The concept of bone strength as result of bone quantity and bone quality have induced the scientific community to explore other imaging modalities capable of obtaining micro-architectural data of trabecular bone with the aim to understand the relationship between bone turnover, density and architecture (47). Several studies have explored MR’s ability to correlate trabecular content and architecture with bone turnover (45, 91-94). The technique has been mainly established for peripheral imaging of the distal radius, tibia, and calcaneus. Specific high resolution sequences and imaging analysis algorithms have been developed to obtain a non-invasive assessment of bone strength and turnover (95). Bone marrow is critical to the viability and strength of trabecular and cortical bone. Dynamic contrast-enhanced MR imaging (DCE-MRI) studies across different age groups have revealed that vertebral marrow perfusion is reduced in elderly and in patients with osteoporosis compared to subjects with osteopenia (96, 97). Subjects with osteoporosis or osteopenia revealed a significantly increased marrow fat content compared with the fat content in subjects with normal bone density. The concomitant observation that both adipocytes and osteoblasts arise from common precursor cells has suggested the hypothesis that preferential differentiation of mesenchymal stem cells towards the adipocyte lineage may negatively influence osteoblast differentiation (98, 99). Proton RM spectroscopy (MRS) has been proposed as a promising candidate into routine clinical procedures for quantifying marrow adiposity non-invasively. MRS-based studies have revealed an age-dependent linear increase in vertebral marrow fat content at various skeletal sites (100, 101). In contrast to the qualitative evaluation of red marrow versus yellow marrow provided by conventional MR imaging, MR spectroscopy provides quantitative assessment of water and fat content in bone marrow (102).

Conclusions

Osteoporosis is a major worldwide health problem, which contribute to reduce physical performance and increase the risk of fall-related injury, disability, and mortality in aging people (103).
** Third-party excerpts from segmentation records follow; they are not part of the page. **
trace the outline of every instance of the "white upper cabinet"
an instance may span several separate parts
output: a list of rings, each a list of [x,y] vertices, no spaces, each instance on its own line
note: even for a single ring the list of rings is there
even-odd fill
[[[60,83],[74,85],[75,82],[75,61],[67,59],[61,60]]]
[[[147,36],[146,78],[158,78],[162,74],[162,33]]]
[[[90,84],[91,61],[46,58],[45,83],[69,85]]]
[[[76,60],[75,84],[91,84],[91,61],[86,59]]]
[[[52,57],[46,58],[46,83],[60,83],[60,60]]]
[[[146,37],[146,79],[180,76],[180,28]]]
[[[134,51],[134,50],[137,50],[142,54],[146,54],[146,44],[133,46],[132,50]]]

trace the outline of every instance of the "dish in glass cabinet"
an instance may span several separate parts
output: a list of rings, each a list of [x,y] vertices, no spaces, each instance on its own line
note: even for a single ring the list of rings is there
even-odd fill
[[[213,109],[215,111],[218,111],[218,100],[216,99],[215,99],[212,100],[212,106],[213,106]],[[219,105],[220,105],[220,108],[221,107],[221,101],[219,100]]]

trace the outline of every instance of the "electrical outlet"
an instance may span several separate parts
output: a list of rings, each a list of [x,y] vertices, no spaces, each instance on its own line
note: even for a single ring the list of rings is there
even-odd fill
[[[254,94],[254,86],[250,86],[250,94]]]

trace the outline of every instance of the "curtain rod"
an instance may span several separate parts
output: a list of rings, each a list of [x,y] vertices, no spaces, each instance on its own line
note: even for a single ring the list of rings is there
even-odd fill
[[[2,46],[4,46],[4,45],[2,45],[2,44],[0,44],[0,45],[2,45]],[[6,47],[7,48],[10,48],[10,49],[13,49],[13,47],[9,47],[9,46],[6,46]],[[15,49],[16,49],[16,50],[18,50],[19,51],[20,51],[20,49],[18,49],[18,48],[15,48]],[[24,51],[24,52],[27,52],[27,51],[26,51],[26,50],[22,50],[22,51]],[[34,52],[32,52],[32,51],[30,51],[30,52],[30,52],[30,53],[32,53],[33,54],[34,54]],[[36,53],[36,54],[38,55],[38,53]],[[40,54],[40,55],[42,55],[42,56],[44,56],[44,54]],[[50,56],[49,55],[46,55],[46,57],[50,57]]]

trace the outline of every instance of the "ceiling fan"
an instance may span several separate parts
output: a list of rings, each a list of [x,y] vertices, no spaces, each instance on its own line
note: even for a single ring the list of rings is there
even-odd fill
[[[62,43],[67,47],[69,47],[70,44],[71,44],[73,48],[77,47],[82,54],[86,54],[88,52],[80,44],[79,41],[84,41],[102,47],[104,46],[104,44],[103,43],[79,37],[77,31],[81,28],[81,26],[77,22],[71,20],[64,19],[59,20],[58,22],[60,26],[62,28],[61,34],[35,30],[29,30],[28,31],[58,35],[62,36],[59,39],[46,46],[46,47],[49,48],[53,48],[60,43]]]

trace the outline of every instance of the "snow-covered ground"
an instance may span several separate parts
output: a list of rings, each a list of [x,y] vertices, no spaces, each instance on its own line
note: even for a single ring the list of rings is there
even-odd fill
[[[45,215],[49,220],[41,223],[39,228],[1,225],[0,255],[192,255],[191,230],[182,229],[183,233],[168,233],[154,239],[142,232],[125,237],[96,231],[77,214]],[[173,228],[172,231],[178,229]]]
Without prevention and screening, osteoporosis may be clinically silent with an increased incidence of osteoporotic fractures and consequently with an exponentially grow of the socio-economic costs associated to osteoporotic fracture-related morbidity and mortality. Therefore, early diagnosis of osteoporosis and adequate management of its complications are becoming a particularly relevant concern in the context of guarantee a true “healthy aging”.